After short spells with Billericay, Fisher Athletic and Grays Athletic, Edinburgh impressed in charge of the Cobblers’ county rivals Rushden & Diamonds.
The former Tottenham Hotspur defender was in charge at Nene Park for two years, and in 2010 he guided them to the Conference play-off semi-finals, where they lost over two legs to Chris Wilder’s Oxford United.
After Rushden’s expulsion from the Conference in 2011, Edinburgh took over at Newport and in 2013 he guided the south Wales club back into the Football League after a 25-year absence with a 2-0 play-off final win over Wrexham at Wembley.

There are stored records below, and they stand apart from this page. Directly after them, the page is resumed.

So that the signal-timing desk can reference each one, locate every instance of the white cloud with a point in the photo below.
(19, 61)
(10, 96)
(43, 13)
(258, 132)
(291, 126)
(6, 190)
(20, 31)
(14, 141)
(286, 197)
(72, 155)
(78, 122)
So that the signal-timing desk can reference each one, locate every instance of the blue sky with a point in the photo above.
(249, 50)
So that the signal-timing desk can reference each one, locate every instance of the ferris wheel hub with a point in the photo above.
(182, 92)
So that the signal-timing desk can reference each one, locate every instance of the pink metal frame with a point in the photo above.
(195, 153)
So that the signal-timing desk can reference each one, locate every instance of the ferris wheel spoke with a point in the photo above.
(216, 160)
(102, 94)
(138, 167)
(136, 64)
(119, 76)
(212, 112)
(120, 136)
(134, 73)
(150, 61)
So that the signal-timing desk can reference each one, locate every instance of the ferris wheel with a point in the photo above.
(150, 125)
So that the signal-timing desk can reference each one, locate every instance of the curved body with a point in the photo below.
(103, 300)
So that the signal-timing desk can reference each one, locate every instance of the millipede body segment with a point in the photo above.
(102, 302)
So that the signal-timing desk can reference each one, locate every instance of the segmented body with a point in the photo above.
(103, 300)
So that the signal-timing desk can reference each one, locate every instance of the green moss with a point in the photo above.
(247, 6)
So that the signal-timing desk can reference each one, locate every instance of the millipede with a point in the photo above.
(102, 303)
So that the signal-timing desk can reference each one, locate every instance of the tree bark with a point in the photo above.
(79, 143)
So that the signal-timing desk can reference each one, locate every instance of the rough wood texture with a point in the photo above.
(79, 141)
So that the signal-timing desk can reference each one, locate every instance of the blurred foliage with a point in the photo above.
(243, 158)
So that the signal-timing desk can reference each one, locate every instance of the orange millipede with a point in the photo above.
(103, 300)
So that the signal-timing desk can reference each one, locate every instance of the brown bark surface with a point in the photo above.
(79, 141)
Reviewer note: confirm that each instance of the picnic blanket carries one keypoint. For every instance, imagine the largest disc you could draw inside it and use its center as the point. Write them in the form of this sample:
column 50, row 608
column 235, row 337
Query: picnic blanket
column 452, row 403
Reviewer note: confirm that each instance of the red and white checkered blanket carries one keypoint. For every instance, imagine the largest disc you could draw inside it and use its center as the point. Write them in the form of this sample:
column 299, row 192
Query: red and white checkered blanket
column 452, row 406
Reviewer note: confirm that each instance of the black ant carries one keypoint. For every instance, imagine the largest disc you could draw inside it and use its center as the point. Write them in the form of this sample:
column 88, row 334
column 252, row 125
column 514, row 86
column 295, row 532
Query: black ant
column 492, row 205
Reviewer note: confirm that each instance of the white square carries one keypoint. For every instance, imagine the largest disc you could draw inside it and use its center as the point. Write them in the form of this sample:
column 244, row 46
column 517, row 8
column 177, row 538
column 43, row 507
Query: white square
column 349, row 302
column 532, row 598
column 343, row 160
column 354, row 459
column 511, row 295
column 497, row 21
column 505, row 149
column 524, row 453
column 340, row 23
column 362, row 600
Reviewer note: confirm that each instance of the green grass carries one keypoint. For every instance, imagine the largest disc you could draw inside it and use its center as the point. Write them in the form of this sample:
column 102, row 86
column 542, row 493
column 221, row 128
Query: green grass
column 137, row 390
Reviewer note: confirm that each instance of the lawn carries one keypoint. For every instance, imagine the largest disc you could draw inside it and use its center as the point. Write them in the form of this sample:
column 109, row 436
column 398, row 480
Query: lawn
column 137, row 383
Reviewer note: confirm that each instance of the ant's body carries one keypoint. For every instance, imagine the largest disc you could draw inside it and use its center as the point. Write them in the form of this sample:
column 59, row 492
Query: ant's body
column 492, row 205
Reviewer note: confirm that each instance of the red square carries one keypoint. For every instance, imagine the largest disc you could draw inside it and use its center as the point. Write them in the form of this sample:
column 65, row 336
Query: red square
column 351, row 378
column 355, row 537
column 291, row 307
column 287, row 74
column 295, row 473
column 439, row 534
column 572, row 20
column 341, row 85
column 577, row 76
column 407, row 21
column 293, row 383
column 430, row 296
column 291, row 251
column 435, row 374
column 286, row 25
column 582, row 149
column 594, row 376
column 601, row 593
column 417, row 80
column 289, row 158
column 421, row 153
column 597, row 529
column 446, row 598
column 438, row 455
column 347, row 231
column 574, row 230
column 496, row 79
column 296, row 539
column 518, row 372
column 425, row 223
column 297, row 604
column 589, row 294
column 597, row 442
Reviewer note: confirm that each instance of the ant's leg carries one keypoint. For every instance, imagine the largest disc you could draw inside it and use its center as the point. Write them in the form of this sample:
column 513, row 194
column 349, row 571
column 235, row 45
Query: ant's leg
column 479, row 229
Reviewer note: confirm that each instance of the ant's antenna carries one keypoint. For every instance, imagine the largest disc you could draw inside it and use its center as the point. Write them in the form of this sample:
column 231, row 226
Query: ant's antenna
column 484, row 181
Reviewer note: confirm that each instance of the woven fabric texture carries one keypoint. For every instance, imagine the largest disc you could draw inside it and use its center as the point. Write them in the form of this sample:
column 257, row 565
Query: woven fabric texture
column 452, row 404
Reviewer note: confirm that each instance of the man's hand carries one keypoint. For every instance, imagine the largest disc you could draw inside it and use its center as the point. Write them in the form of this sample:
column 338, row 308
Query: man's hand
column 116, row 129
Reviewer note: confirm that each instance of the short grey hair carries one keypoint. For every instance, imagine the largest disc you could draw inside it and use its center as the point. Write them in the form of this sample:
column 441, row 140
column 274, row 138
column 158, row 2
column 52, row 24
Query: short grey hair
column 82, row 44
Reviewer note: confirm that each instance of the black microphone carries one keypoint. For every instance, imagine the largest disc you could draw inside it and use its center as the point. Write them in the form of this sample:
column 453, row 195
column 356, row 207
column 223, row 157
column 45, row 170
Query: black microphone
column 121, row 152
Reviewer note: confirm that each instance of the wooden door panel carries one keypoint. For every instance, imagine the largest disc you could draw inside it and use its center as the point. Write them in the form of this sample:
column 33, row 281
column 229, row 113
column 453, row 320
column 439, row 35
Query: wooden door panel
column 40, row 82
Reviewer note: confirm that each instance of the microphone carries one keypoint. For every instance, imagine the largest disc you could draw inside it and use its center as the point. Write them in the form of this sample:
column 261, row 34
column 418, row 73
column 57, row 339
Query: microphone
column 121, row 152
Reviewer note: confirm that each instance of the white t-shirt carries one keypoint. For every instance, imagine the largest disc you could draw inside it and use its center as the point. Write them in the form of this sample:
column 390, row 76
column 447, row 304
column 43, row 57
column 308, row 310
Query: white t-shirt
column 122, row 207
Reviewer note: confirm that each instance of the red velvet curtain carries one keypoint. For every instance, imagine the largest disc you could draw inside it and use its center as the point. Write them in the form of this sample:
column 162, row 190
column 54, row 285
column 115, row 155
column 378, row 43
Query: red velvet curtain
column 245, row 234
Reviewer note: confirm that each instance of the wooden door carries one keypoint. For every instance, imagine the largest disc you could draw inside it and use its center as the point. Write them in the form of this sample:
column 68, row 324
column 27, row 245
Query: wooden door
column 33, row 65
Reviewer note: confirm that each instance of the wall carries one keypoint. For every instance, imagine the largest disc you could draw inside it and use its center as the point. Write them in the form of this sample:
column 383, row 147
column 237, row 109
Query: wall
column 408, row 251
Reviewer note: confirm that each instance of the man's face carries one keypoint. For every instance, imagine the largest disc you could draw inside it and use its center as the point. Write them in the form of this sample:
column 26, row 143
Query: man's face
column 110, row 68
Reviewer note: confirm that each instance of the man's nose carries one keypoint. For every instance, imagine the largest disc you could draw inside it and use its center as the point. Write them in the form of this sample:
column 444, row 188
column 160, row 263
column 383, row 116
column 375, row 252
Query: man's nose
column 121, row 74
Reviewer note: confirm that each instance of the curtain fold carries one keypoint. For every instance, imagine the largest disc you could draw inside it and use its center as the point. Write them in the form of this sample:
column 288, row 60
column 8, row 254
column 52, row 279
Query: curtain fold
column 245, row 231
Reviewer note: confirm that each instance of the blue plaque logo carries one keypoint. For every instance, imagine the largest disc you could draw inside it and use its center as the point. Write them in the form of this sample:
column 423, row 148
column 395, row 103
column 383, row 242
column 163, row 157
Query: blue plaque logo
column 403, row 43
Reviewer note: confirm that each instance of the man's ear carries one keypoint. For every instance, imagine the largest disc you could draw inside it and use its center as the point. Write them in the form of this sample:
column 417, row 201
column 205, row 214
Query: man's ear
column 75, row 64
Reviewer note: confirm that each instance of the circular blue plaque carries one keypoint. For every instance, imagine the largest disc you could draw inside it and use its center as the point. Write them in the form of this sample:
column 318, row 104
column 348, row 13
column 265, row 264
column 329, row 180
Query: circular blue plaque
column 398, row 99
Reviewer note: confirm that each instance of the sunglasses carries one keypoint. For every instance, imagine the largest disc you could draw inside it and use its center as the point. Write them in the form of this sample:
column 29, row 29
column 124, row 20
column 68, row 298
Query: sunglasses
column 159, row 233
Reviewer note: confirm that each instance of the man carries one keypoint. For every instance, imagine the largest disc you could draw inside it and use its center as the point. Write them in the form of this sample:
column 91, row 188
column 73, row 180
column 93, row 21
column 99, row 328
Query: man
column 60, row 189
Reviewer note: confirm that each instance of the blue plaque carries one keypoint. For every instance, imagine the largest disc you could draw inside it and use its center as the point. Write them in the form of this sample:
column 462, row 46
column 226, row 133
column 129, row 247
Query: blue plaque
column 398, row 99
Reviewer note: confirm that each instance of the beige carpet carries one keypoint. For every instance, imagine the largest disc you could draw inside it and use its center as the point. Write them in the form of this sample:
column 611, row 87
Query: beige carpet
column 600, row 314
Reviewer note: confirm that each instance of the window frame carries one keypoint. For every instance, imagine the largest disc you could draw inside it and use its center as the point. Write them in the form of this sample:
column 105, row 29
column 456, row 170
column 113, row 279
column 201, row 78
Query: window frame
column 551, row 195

He had steered them to sixth in league two the following season, and after turning down a move to Sixfields when he was approached by the Cobblers to replace Aidy Boothroyd, he was tempted to take over at league one side Gillingham in February 2015, helping the Kent side to avoid relegation after Peter Taylor’s sacking.
His only full season in charge at the Priestfield Stadium saw the Gills fade after an excellent first hal of the season to finish in ninth place, and after a mixed start to the current campaign he lost his job with Gillingham sitting 17th in league one, a place below the Cobblers.
As a player, Edinburgh was a left-back and spent most of his career at Tottenham, where he won the FA Cup in 1991 and the League Cup in 1999.
He also played for Southend United and Portsmouth.